Le vieillard se cramponna à son bras.
– Philippe! Philippe! dis-moi que tu plaisantais.
– Appelez cela une plaisanterie si vous voulez, mais c’est fait.
Le vieillard leva les yeux au ciel, marmotta quelques mots sans suite, et, quittant son fils, courut jusqu’à son antichambre.
– Vite! vite! cria-t-il, un homme à cheval, qu’on coure s’informer de M. de Charny qui a été blessé; qu’on prenne de ses nouvelles, et qu’on n’oublie pas de lui dire qu’on vient de ma part! Ce traître Philippe, fit-il en rentrant, n’est-il pas le frère de sa sœur! Et moi qui le croyais corrigé! Oh! il n’y avait qu’une tête dans ma famille… la mienne.
Chapitre 35
Le quatrain de M. de Provence
Tandis que tous ces événements se passaient à Paris et à Versailles, le roi, tranquille comme à son ordinaire, depuis qu’il savait ses flottes victorieuses et l’hiver vaincu, se proposait dans son cabinet, au milieu des cartes et des mappemondes, des petits plans mécaniques, et songeait à tracer de nouveaux sillons sur les mers aux vaisseaux de La Pérouse.

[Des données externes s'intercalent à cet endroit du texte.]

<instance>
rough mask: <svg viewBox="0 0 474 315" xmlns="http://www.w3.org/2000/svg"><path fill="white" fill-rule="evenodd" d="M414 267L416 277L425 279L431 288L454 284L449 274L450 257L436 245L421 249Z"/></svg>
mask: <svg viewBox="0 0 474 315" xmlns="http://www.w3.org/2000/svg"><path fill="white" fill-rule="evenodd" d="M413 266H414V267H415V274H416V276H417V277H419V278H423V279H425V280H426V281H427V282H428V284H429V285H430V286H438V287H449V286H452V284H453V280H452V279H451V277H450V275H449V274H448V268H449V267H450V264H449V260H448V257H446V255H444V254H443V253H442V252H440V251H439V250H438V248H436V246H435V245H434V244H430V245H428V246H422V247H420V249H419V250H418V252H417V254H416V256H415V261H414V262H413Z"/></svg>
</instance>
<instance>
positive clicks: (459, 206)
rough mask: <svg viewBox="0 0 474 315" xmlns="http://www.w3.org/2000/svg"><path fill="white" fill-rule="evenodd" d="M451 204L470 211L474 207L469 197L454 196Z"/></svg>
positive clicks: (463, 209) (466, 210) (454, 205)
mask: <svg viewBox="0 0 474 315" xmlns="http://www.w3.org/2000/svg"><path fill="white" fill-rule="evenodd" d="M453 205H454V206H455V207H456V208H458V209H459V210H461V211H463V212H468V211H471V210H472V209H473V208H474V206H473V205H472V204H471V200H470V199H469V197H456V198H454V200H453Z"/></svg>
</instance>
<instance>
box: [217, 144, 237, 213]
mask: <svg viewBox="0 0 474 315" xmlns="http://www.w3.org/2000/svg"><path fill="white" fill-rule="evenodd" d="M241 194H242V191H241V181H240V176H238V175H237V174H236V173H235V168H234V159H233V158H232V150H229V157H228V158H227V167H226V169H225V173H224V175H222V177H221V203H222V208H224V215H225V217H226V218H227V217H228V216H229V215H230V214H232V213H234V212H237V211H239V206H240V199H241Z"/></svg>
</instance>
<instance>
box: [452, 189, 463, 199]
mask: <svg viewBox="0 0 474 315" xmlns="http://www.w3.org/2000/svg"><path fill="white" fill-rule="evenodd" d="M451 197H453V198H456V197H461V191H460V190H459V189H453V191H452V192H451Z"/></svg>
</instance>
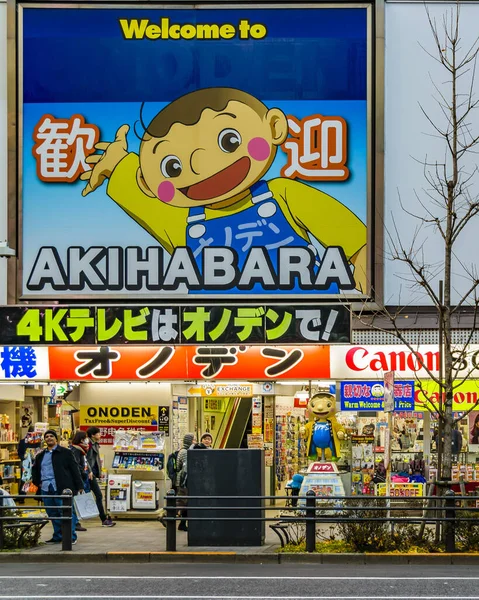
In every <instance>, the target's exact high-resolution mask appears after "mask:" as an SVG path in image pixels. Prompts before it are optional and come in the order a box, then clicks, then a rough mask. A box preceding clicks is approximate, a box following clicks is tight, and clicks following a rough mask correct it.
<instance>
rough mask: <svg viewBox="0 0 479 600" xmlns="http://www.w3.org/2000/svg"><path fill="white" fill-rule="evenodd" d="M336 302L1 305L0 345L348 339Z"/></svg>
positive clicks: (285, 342) (345, 341)
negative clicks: (334, 304)
mask: <svg viewBox="0 0 479 600" xmlns="http://www.w3.org/2000/svg"><path fill="white" fill-rule="evenodd" d="M350 331H351V313H350V311H349V309H348V307H346V306H342V305H340V304H338V305H324V304H318V305H314V304H313V305H306V306H303V305H288V306H284V305H267V306H266V305H256V306H233V305H228V306H226V307H223V306H176V305H171V306H168V305H166V306H165V305H161V306H155V305H152V306H151V305H150V306H148V305H146V306H141V305H140V306H110V307H105V306H97V307H94V306H50V307H45V306H42V307H32V306H4V307H0V344H9V345H19V344H35V345H41V344H52V345H57V344H107V343H108V344H115V345H118V344H132V343H133V344H154V343H162V342H163V343H165V342H166V343H171V344H183V345H184V344H195V345H196V344H210V345H211V344H255V343H258V344H265V343H273V342H274V343H283V344H288V343H289V344H297V343H304V344H307V343H330V344H331V343H345V342H346V343H347V342H349V341H350Z"/></svg>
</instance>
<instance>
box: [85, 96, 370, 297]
mask: <svg viewBox="0 0 479 600" xmlns="http://www.w3.org/2000/svg"><path fill="white" fill-rule="evenodd" d="M128 130H129V127H128V126H127V125H123V126H121V127H120V128H119V129H118V131H117V133H116V137H115V141H114V142H112V143H100V144H97V146H96V148H97V149H99V150H103V154H95V155H91V156H89V157H88V158H87V159H86V160H87V162H88V163H89V164H91V165H93V168H92V170H91V171H87V172H85V173H83V174H82V175H81V178H82V179H83V180H87V181H88V183H87V185H86V187H85V189H84V190H83V192H82V193H83V195H84V196H86V195H87V194H89V193H90V192H92V191H94V190H95V189H97V188H98V187H99V186H100V185H101V184H102V183H103V181H105V179H109V183H108V188H107V193H108V195H109V196H110V197H111V198H112V199H113V200H114V201H115V202H116V203H117V204H118V205H119V206H120V207H121V208H123V210H125V211H126V212H127V213H128V214H129V215H130V216H131V217H133V219H135V221H136V222H137V223H139V224H140V225H141V226H142V227H143V228H144V229H146V230H147V231H148V232H149V233H150V234H151V235H152V236H153V237H154V238H155V239H156V240H158V242H160V244H161V245H162V246H163V248H164V249H165V250H166V251H167V252H169V253H170V254H172V253H173V252H174V251H175V249H176V248H181V247H188V248H189V249H190V252H191V253H192V255H193V256H194V257H195V259H196V261H197V263H198V265H200V266H201V261H202V258H201V254H202V250H203V249H204V248H205V247H207V246H215V247H224V248H230V249H232V250H233V251H234V252H235V253H236V256H237V259H236V260H237V263H238V266H239V267H240V268H241V267H242V266H243V265H244V264H245V262H246V259H247V257H248V255H249V253H251V252H252V251H253V250H254V249H259V248H263V249H266V251H267V252H268V257H267V259H266V258H265V260H268V261H269V260H272V261H273V262H274V261H276V265H275V266H276V267H277V266H278V265H280V264H281V263H282V262H284V261H290V262H292V263H296V264H295V270H296V273H297V274H296V275H291V276H290V277H289V279H293V280H294V279H295V278H296V277H301V281H302V284H301V286H300V287H301V289H315V290H316V291H318V290H321V291H331V290H332V287H331V284H330V283H328V284H327V286H325V285H323V287H321V285H316V286H315V283H316V284H317V281H316V280H315V276H316V275H317V274H318V271H319V268H320V266H321V261H324V260H325V259H324V257H320V256H319V254H318V244H317V243H316V244H315V242H319V245H320V247H319V250H321V247H322V248H323V249H326V250H327V249H328V248H330V249H331V248H335V250H336V255H335V256H336V257H338V256H339V255H340V256H341V257H342V259H343V261H344V264H345V265H346V270H347V277H348V278H349V281H348V282H346V284H344V281H343V283H342V286H340V287H341V289H353V288H354V287H356V288H357V289H358V290H360V291H366V227H365V225H364V224H363V223H362V222H361V221H360V219H359V218H358V217H357V216H356V215H355V214H354V213H353V212H351V211H350V210H349V209H348V208H346V207H345V206H344V205H343V204H341V203H340V202H338V201H337V200H335V199H334V198H332V197H331V196H328V195H327V194H325V193H323V192H321V191H319V190H317V189H315V188H313V187H311V186H308V185H306V184H303V183H300V182H297V181H294V180H290V179H286V178H277V179H273V180H270V181H268V182H266V181H265V180H263V177H264V176H265V175H266V173H267V171H268V169H269V168H270V167H271V165H272V163H273V161H274V158H275V156H276V152H277V149H278V147H279V146H281V144H282V143H283V142H284V141H285V140H286V138H287V135H288V122H287V118H286V116H285V115H284V114H283V112H282V111H281V110H279V109H278V108H271V109H268V108H267V107H266V106H265V105H264V104H263V103H262V102H261V101H260V100H258V99H257V98H255V97H254V96H251V95H250V94H248V93H246V92H243V91H241V90H237V89H233V88H206V89H201V90H197V91H195V92H191V93H189V94H187V95H185V96H182V97H180V98H178V99H177V100H175V101H173V102H171V103H170V104H169V105H167V106H166V107H165V108H163V110H161V111H160V112H159V113H158V114H157V115H156V116H155V117H154V118H153V120H152V121H151V123H150V124H149V125H148V127H147V128H146V130H145V133H144V135H143V137H142V140H141V144H140V151H139V155H137V154H135V153H129V152H128V149H127V133H128ZM288 248H289V249H291V252H293V254H294V250H295V249H301V251H300V253H299V254H298V253H296V255H294V256H292V254H289V253H288V251H287V250H286V251H285V250H284V249H288ZM326 250H325V251H326ZM338 252H339V255H338ZM337 262H338V260H336V259H335V260H334V261H331V264H332V265H333V268H336V267H337V266H338V265H337ZM260 266H261V265H260V264H259V263H256V266H255V268H256V269H257V270H258V269H259V270H260V271H261V269H260ZM351 266H352V267H354V275H353V273H352V269H351ZM263 271H264V269H263ZM261 275H262V276H263V272H261ZM308 278H309V279H310V282H308V281H307V280H308ZM318 278H319V275H318ZM305 280H306V281H307V283H306V286H305V287H304V286H303V284H304V281H305ZM263 281H266V283H263V285H264V287H265V288H269V289H277V288H278V289H279V288H281V282H279V284H280V285H279V286H278V281H277V280H275V277H274V276H266V280H263ZM323 283H324V282H323ZM282 285H283V286H284V285H286V287H287V286H288V282H286V284H285V282H284V281H283V282H282ZM289 285H290V288H289V289H292V287H294V285H295V282H293V283H291V281H290V282H289ZM308 286H309V287H308ZM239 287H241V286H239Z"/></svg>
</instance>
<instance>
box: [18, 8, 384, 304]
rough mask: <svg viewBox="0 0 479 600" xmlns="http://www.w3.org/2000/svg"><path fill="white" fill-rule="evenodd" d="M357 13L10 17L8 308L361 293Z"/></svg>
mask: <svg viewBox="0 0 479 600" xmlns="http://www.w3.org/2000/svg"><path fill="white" fill-rule="evenodd" d="M370 12H371V6H368V5H364V4H363V5H349V6H348V5H341V6H337V7H334V8H333V7H331V5H330V4H329V5H328V4H317V5H312V6H309V7H301V8H293V7H291V8H288V7H281V8H278V7H271V8H269V7H267V6H263V7H262V6H261V5H256V6H254V7H233V6H231V7H224V6H223V7H217V8H216V7H211V6H209V7H202V6H200V7H198V6H195V7H193V6H188V5H185V6H183V7H181V8H169V7H161V8H160V7H158V8H156V7H146V6H136V5H130V6H128V5H126V6H122V7H121V8H118V7H115V6H110V7H96V6H82V7H79V6H78V5H72V6H65V5H62V6H56V7H54V6H51V5H49V6H41V5H37V6H32V5H24V6H22V7H21V9H20V11H19V24H18V25H19V26H18V31H19V32H21V39H19V41H18V46H19V48H20V51H19V56H20V57H21V63H20V64H19V69H18V76H19V81H20V89H21V90H22V94H23V96H22V97H21V98H20V100H21V106H20V111H21V119H20V123H21V132H20V143H21V144H20V147H21V153H20V165H19V173H20V177H21V182H20V183H21V186H20V189H21V190H22V197H21V206H22V231H21V237H22V266H21V271H20V274H21V277H22V281H21V288H22V289H21V297H22V298H30V299H31V298H34V297H36V298H69V297H74V298H81V297H84V298H86V297H88V298H92V297H105V296H108V295H110V296H115V297H126V296H127V297H128V298H132V297H135V296H137V297H138V296H141V297H142V298H145V297H148V296H150V297H155V298H158V295H159V294H160V295H162V296H164V297H172V296H174V297H188V296H194V297H211V296H213V295H214V296H221V297H225V298H228V297H237V296H238V295H242V294H243V295H244V294H247V295H261V296H268V297H275V296H276V297H278V296H296V295H298V294H301V295H302V296H303V295H304V294H308V295H311V296H321V297H323V298H324V297H332V298H334V297H337V296H338V295H339V294H341V295H342V297H344V295H346V296H350V297H355V298H356V297H357V296H358V295H361V294H362V295H364V294H367V293H368V289H367V285H366V280H367V275H368V270H369V269H370V265H368V264H367V254H368V253H367V243H368V227H367V223H368V222H370V219H371V212H370V211H369V214H368V185H369V184H370V181H369V180H370V171H371V168H370V167H371V164H370V157H369V156H368V144H369V139H368V138H369V137H370V132H371V123H370V122H369V121H368V114H369V115H371V114H372V110H373V106H372V103H371V83H370V82H371V81H372V77H371V76H370V73H368V65H369V64H370V62H371V56H372V43H371V31H372V30H371V15H370ZM65 32H68V35H65ZM93 59H94V60H93ZM72 73H75V74H77V76H75V77H72V76H71V74H72ZM368 219H369V221H368ZM72 223H74V224H75V227H74V228H73V227H71V224H72Z"/></svg>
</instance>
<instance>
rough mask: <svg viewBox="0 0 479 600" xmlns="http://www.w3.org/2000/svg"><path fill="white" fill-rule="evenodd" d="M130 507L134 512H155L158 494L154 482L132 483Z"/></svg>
mask: <svg viewBox="0 0 479 600" xmlns="http://www.w3.org/2000/svg"><path fill="white" fill-rule="evenodd" d="M131 507H132V508H133V509H136V510H156V509H157V508H158V492H157V486H156V481H140V480H137V481H134V482H133V486H132V498H131Z"/></svg>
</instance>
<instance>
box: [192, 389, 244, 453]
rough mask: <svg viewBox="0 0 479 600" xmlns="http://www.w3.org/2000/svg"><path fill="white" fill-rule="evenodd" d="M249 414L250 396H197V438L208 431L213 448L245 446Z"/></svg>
mask: <svg viewBox="0 0 479 600" xmlns="http://www.w3.org/2000/svg"><path fill="white" fill-rule="evenodd" d="M251 414H252V411H251V398H240V397H223V398H197V399H196V422H197V424H198V425H199V427H198V430H197V432H196V433H197V438H198V439H199V438H200V436H201V435H202V434H204V433H210V434H211V436H212V437H213V448H247V435H248V433H251V421H252V419H251Z"/></svg>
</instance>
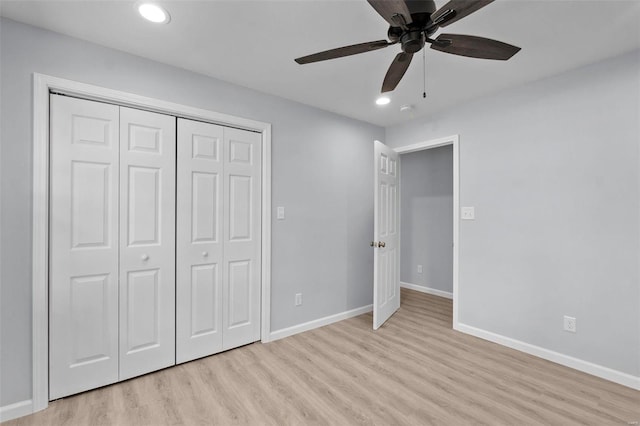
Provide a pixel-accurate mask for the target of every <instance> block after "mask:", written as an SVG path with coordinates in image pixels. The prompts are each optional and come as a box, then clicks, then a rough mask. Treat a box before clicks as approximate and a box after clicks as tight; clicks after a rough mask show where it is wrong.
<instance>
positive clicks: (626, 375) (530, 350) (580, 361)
mask: <svg viewBox="0 0 640 426" xmlns="http://www.w3.org/2000/svg"><path fill="white" fill-rule="evenodd" d="M454 328H455V329H456V330H458V331H460V332H462V333H466V334H470V335H472V336H475V337H479V338H481V339H484V340H488V341H490V342H493V343H497V344H499V345H502V346H506V347H509V348H512V349H516V350H518V351H520V352H524V353H527V354H529V355H533V356H537V357H538V358H543V359H546V360H547V361H551V362H555V363H556V364H560V365H564V366H565V367H569V368H573V369H575V370H579V371H582V372H583V373H587V374H591V375H592V376H596V377H600V378H601V379H605V380H609V381H610V382H614V383H618V384H620V385H623V386H627V387H630V388H632V389H636V390H640V377H638V376H633V375H631V374H628V373H623V372H621V371H617V370H613V369H611V368H608V367H603V366H602V365H598V364H594V363H592V362H588V361H584V360H581V359H578V358H574V357H571V356H569V355H564V354H561V353H559V352H554V351H551V350H549V349H545V348H542V347H540V346H535V345H532V344H529V343H525V342H522V341H520V340H516V339H512V338H510V337H506V336H502V335H500V334H496V333H492V332H490V331H486V330H482V329H480V328H476V327H472V326H469V325H466V324H461V323H458V326H457V327H454Z"/></svg>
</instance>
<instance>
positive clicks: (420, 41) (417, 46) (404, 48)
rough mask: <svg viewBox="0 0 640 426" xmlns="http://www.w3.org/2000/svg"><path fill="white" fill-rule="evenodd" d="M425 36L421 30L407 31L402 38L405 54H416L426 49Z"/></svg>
mask: <svg viewBox="0 0 640 426" xmlns="http://www.w3.org/2000/svg"><path fill="white" fill-rule="evenodd" d="M424 41H425V40H424V34H423V33H422V31H421V30H417V31H406V32H405V33H404V34H402V36H400V43H402V51H403V52H405V53H416V52H417V51H419V50H420V49H422V48H423V47H424Z"/></svg>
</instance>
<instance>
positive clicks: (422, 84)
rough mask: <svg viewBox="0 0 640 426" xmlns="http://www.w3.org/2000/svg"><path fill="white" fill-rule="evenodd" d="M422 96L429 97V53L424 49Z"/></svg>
mask: <svg viewBox="0 0 640 426" xmlns="http://www.w3.org/2000/svg"><path fill="white" fill-rule="evenodd" d="M422 97H423V98H424V99H426V98H427V55H426V53H425V49H422Z"/></svg>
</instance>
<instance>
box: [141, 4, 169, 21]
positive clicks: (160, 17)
mask: <svg viewBox="0 0 640 426" xmlns="http://www.w3.org/2000/svg"><path fill="white" fill-rule="evenodd" d="M138 12H139V13H140V15H142V17H143V18H144V19H146V20H148V21H151V22H155V23H156V24H166V23H167V22H169V20H170V19H171V18H170V17H169V12H167V11H166V10H164V9H163V8H161V7H160V6H158V5H157V4H154V3H140V4H138Z"/></svg>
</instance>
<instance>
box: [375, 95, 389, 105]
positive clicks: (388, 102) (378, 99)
mask: <svg viewBox="0 0 640 426" xmlns="http://www.w3.org/2000/svg"><path fill="white" fill-rule="evenodd" d="M389 102H391V99H389V98H388V97H387V96H380V97H379V98H378V99H376V105H387V104H388V103H389Z"/></svg>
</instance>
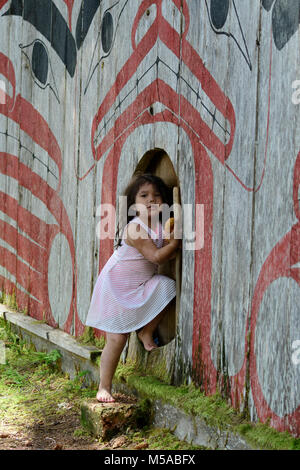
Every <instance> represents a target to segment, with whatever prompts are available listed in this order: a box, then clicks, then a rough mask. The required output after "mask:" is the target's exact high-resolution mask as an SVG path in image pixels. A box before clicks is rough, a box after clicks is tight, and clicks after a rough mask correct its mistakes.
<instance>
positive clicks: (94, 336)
mask: <svg viewBox="0 0 300 470" xmlns="http://www.w3.org/2000/svg"><path fill="white" fill-rule="evenodd" d="M77 340H78V341H79V342H80V343H81V344H85V345H86V346H96V348H99V349H103V348H104V346H105V338H104V336H101V337H100V338H97V337H96V336H95V334H94V329H93V328H92V327H90V326H86V327H85V329H84V332H83V334H82V335H81V336H80V337H79V338H77Z"/></svg>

Un coup légèrement frappé à la porte le tira de ses rêveries tout échauffées par un bon goûter qu’il venait de prendre.
En ce moment, une voix se fit entendre.
– Puis-je pénétrer, mon frère, dit-elle.
«M. le comte de Provence, le malvenu!» grommela le roi en poussant un livre d’astronomie ouvert aux plus grandes figures.
– Entrez, dit-il.
Un personnage gros, court et rouge, à l’œil vif, entra d’un pas trop respectueux pour un frère, trop familier pour un sujet.
– Vous ne m’attendiez pas, mon frère? dit-il.
– Non, ma foi!
– Je vous dérange?
– Non; mais auriez-vous quelque chose à me dire d’intéressant?
– Un bruit si drôle, si grotesque…
– Ah! ah! une médisance.
– Ma foi! oui, mon frère.
– Qui vous a diverti?
– Oh! à cause de l’étrangeté.
– Quelque méchanceté contre moi.
– Dieu m’est témoin que je ne rirais pas, s’il en était ainsi.
– C’est contre la reine, alors.
– Sire, figurez-vous qu’on m’a dit sérieusement, mais là, très sérieusement… je vous le donne en cent, je vous le donne en mille…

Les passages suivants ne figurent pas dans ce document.